Bien sûr, en fin d’épisode, il apprend que le mari de James est bien mort, ce qui a été littéralement ma première pensée quand il a trouvé l’album photo la semaine dernière, mais bon. Pour Levi, c’est une surprise. On verra ce que ça donnera avec le temps. De son côté, Lucas rentre chez lui, prépare une superbe soirée romantique et la passe avec Simone. Incroyable, ils sont donc vraiment en couple désormais ? Tout va bien pour eux ? OK, vu, dommage d’avoir tant gâché leur relation l’an passé.

Jo

Loin de travailler, Jo se retrouve à devoir faire une échographie de plus pour confirmer que tout va bien. C’est l’occasion de papoter avec Link qui envisage déjà d’acheter un mini-van pour les quatre enfants dont ils vont devoir s’occuper. Finalement, Jo préfère donc faire son écho toute seule sans lui. Quand elle le renvoie bosser parce qu’elle n’a pas besoin de sa bonne humeur, on ne peut que deviner que ça va mal se passer.
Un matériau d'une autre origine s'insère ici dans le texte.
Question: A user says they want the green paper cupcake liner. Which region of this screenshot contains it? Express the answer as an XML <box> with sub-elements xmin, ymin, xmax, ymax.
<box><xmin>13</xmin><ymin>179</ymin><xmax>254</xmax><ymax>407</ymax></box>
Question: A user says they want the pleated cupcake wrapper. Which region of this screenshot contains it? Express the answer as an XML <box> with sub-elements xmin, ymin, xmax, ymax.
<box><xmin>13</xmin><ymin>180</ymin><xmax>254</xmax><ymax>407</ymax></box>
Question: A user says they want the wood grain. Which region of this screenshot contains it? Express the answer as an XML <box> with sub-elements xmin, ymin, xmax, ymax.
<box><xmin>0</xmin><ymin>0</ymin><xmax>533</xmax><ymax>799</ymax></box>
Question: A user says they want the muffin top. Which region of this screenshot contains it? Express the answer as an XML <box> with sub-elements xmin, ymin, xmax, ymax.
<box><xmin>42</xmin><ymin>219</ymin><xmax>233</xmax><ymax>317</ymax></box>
J’adore Jo, mais ce ne serait pas forcément une mauvaise chose : eh, si ça permet de revoir Carina parce qu’il y a besoin d’une experte pour gérer la catastrophe… ou même si ça peut donner quelque chose à faire à Amelia pour qu’elle reparle de son horrible grossesse lui faisant donner naissance à un mort-né.

Finalement, tout va bien pour Jo, sauf qu’elle est parfaitement insupportable avec son mec. Link est terrifié par la grossesse à risque de Jo et n’apprécie pas du tout de ne pas se sentir comme son partenaire sur ce coup-là. Il termine donc l’épisode en reprochant à Jo son égoïsme et sa manière de le dégager trop régulièrement sa vie. Ma foi. Il n’y a que la vérité qui fait mal, je suppose.

Teddy & Owen

Teddy et Owen sont en thérapie de couple, pour changer, et ont désormais pour problème de ne pas savoir s’il faut ou non planifier une session de sexe. On en est là, c’est vraiment passionnant comme série. Heureusement qu’il y a un peu d’humour pour saupoudrer le tout, parce que je me ferais bien chier sinon.
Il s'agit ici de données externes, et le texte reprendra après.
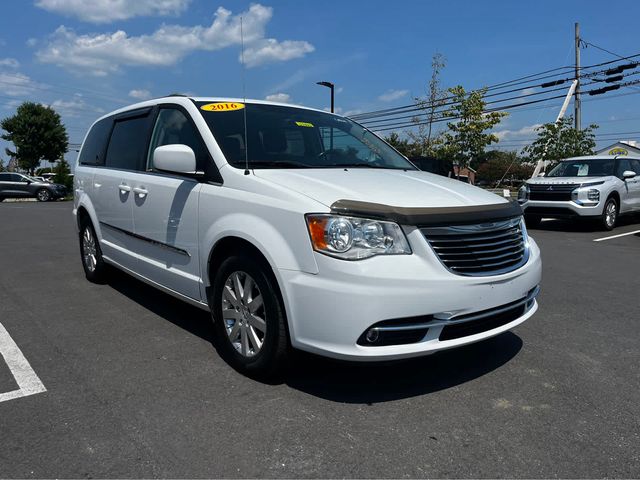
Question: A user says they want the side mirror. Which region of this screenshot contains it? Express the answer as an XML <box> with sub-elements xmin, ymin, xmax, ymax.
<box><xmin>153</xmin><ymin>144</ymin><xmax>196</xmax><ymax>174</ymax></box>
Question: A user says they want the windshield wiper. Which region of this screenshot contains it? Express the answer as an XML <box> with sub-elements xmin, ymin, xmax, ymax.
<box><xmin>242</xmin><ymin>160</ymin><xmax>311</xmax><ymax>168</ymax></box>
<box><xmin>322</xmin><ymin>163</ymin><xmax>406</xmax><ymax>170</ymax></box>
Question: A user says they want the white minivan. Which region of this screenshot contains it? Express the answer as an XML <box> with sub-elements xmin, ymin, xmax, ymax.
<box><xmin>74</xmin><ymin>96</ymin><xmax>541</xmax><ymax>375</ymax></box>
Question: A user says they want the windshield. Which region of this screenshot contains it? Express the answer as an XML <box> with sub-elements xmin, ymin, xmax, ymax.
<box><xmin>196</xmin><ymin>102</ymin><xmax>415</xmax><ymax>170</ymax></box>
<box><xmin>547</xmin><ymin>158</ymin><xmax>615</xmax><ymax>177</ymax></box>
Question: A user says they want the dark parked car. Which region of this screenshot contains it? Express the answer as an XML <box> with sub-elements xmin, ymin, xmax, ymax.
<box><xmin>0</xmin><ymin>172</ymin><xmax>67</xmax><ymax>202</ymax></box>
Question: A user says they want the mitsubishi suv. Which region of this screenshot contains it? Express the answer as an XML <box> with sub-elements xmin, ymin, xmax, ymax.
<box><xmin>73</xmin><ymin>96</ymin><xmax>541</xmax><ymax>375</ymax></box>
<box><xmin>518</xmin><ymin>156</ymin><xmax>640</xmax><ymax>230</ymax></box>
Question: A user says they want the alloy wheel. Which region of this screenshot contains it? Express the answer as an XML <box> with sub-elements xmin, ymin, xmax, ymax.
<box><xmin>605</xmin><ymin>201</ymin><xmax>617</xmax><ymax>227</ymax></box>
<box><xmin>222</xmin><ymin>271</ymin><xmax>267</xmax><ymax>357</ymax></box>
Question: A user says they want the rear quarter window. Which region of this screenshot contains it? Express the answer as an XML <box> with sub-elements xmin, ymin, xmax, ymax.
<box><xmin>79</xmin><ymin>118</ymin><xmax>113</xmax><ymax>165</ymax></box>
<box><xmin>105</xmin><ymin>112</ymin><xmax>150</xmax><ymax>170</ymax></box>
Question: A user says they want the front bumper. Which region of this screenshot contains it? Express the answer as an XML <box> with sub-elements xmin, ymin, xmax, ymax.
<box><xmin>279</xmin><ymin>230</ymin><xmax>541</xmax><ymax>361</ymax></box>
<box><xmin>520</xmin><ymin>200</ymin><xmax>604</xmax><ymax>218</ymax></box>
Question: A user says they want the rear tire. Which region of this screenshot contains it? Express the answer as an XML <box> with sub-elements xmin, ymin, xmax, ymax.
<box><xmin>524</xmin><ymin>214</ymin><xmax>542</xmax><ymax>228</ymax></box>
<box><xmin>79</xmin><ymin>218</ymin><xmax>107</xmax><ymax>283</ymax></box>
<box><xmin>209</xmin><ymin>254</ymin><xmax>289</xmax><ymax>379</ymax></box>
<box><xmin>600</xmin><ymin>197</ymin><xmax>619</xmax><ymax>231</ymax></box>
<box><xmin>36</xmin><ymin>188</ymin><xmax>51</xmax><ymax>202</ymax></box>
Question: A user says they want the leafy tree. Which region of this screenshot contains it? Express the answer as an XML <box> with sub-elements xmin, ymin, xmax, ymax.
<box><xmin>409</xmin><ymin>53</ymin><xmax>447</xmax><ymax>156</ymax></box>
<box><xmin>443</xmin><ymin>85</ymin><xmax>507</xmax><ymax>176</ymax></box>
<box><xmin>0</xmin><ymin>102</ymin><xmax>69</xmax><ymax>175</ymax></box>
<box><xmin>522</xmin><ymin>117</ymin><xmax>598</xmax><ymax>169</ymax></box>
<box><xmin>478</xmin><ymin>150</ymin><xmax>533</xmax><ymax>185</ymax></box>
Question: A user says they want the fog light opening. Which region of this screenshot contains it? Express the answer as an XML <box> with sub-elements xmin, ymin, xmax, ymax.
<box><xmin>364</xmin><ymin>328</ymin><xmax>380</xmax><ymax>343</ymax></box>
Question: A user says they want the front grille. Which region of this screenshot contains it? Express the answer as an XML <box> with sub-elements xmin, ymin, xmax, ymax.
<box><xmin>529</xmin><ymin>183</ymin><xmax>580</xmax><ymax>202</ymax></box>
<box><xmin>421</xmin><ymin>217</ymin><xmax>529</xmax><ymax>276</ymax></box>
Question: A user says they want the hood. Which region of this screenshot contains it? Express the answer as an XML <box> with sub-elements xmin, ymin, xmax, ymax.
<box><xmin>527</xmin><ymin>176</ymin><xmax>607</xmax><ymax>185</ymax></box>
<box><xmin>254</xmin><ymin>168</ymin><xmax>508</xmax><ymax>207</ymax></box>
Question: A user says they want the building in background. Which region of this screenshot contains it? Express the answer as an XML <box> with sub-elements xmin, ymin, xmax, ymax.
<box><xmin>596</xmin><ymin>140</ymin><xmax>640</xmax><ymax>156</ymax></box>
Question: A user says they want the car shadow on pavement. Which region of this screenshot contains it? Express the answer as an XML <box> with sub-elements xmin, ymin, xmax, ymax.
<box><xmin>284</xmin><ymin>332</ymin><xmax>522</xmax><ymax>404</ymax></box>
<box><xmin>107</xmin><ymin>269</ymin><xmax>522</xmax><ymax>404</ymax></box>
<box><xmin>107</xmin><ymin>268</ymin><xmax>213</xmax><ymax>342</ymax></box>
<box><xmin>528</xmin><ymin>215</ymin><xmax>640</xmax><ymax>235</ymax></box>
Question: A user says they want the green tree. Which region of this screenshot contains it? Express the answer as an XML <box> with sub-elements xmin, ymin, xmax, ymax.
<box><xmin>0</xmin><ymin>102</ymin><xmax>69</xmax><ymax>175</ymax></box>
<box><xmin>443</xmin><ymin>85</ymin><xmax>507</xmax><ymax>176</ymax></box>
<box><xmin>478</xmin><ymin>150</ymin><xmax>533</xmax><ymax>186</ymax></box>
<box><xmin>409</xmin><ymin>53</ymin><xmax>447</xmax><ymax>156</ymax></box>
<box><xmin>522</xmin><ymin>117</ymin><xmax>598</xmax><ymax>168</ymax></box>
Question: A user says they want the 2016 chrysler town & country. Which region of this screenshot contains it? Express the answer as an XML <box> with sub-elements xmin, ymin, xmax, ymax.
<box><xmin>74</xmin><ymin>96</ymin><xmax>541</xmax><ymax>374</ymax></box>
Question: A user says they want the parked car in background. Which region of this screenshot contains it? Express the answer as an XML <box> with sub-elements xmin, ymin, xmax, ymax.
<box><xmin>0</xmin><ymin>172</ymin><xmax>67</xmax><ymax>202</ymax></box>
<box><xmin>518</xmin><ymin>156</ymin><xmax>640</xmax><ymax>230</ymax></box>
<box><xmin>74</xmin><ymin>96</ymin><xmax>541</xmax><ymax>374</ymax></box>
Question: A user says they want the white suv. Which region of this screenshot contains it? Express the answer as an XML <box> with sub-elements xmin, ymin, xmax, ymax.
<box><xmin>518</xmin><ymin>156</ymin><xmax>640</xmax><ymax>230</ymax></box>
<box><xmin>74</xmin><ymin>96</ymin><xmax>541</xmax><ymax>374</ymax></box>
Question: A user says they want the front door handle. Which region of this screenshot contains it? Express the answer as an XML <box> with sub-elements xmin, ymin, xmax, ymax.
<box><xmin>133</xmin><ymin>187</ymin><xmax>149</xmax><ymax>198</ymax></box>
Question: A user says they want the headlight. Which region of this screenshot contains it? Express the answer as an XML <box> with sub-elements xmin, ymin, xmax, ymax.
<box><xmin>518</xmin><ymin>183</ymin><xmax>529</xmax><ymax>203</ymax></box>
<box><xmin>306</xmin><ymin>214</ymin><xmax>411</xmax><ymax>260</ymax></box>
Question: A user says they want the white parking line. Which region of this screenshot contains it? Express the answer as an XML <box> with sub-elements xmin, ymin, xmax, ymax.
<box><xmin>0</xmin><ymin>323</ymin><xmax>47</xmax><ymax>402</ymax></box>
<box><xmin>594</xmin><ymin>230</ymin><xmax>640</xmax><ymax>242</ymax></box>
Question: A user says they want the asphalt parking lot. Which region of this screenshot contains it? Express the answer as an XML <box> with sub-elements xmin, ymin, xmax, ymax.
<box><xmin>0</xmin><ymin>202</ymin><xmax>640</xmax><ymax>478</ymax></box>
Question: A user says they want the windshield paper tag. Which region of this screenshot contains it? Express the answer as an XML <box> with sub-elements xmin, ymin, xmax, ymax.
<box><xmin>200</xmin><ymin>102</ymin><xmax>244</xmax><ymax>112</ymax></box>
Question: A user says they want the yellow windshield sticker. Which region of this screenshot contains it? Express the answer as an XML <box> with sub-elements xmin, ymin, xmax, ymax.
<box><xmin>200</xmin><ymin>102</ymin><xmax>244</xmax><ymax>112</ymax></box>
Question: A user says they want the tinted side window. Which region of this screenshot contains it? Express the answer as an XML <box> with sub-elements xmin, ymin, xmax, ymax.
<box><xmin>616</xmin><ymin>158</ymin><xmax>631</xmax><ymax>178</ymax></box>
<box><xmin>147</xmin><ymin>108</ymin><xmax>211</xmax><ymax>172</ymax></box>
<box><xmin>80</xmin><ymin>118</ymin><xmax>112</xmax><ymax>165</ymax></box>
<box><xmin>106</xmin><ymin>115</ymin><xmax>149</xmax><ymax>170</ymax></box>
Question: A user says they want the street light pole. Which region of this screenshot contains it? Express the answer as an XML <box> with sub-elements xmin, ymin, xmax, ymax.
<box><xmin>316</xmin><ymin>82</ymin><xmax>335</xmax><ymax>113</ymax></box>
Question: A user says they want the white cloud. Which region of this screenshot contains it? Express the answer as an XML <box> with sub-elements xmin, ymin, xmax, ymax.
<box><xmin>49</xmin><ymin>93</ymin><xmax>104</xmax><ymax>118</ymax></box>
<box><xmin>493</xmin><ymin>123</ymin><xmax>541</xmax><ymax>141</ymax></box>
<box><xmin>129</xmin><ymin>89</ymin><xmax>151</xmax><ymax>100</ymax></box>
<box><xmin>264</xmin><ymin>93</ymin><xmax>291</xmax><ymax>103</ymax></box>
<box><xmin>36</xmin><ymin>4</ymin><xmax>314</xmax><ymax>76</ymax></box>
<box><xmin>378</xmin><ymin>90</ymin><xmax>409</xmax><ymax>102</ymax></box>
<box><xmin>244</xmin><ymin>38</ymin><xmax>315</xmax><ymax>67</ymax></box>
<box><xmin>36</xmin><ymin>0</ymin><xmax>191</xmax><ymax>23</ymax></box>
<box><xmin>0</xmin><ymin>58</ymin><xmax>20</xmax><ymax>68</ymax></box>
<box><xmin>0</xmin><ymin>72</ymin><xmax>41</xmax><ymax>97</ymax></box>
Pour ne rien arranger, le couple se charge aussi du même patient, lui-même marié depuis des années et des années. Nous en voilà à devoir supporter des dialogues sur le compromis et des engueulades de couple qui empiètent sur le travail. Ceci étant dit, ce n’est pas mal de voir ENFIN quelque chose comme ça : ils bossent tous en famille tout le temps, mais on sait ce que ça donne en vrai non ? J’en serais bien incapable ; c’est bien d’avoir un espace séparé entre vie pro et vie perso.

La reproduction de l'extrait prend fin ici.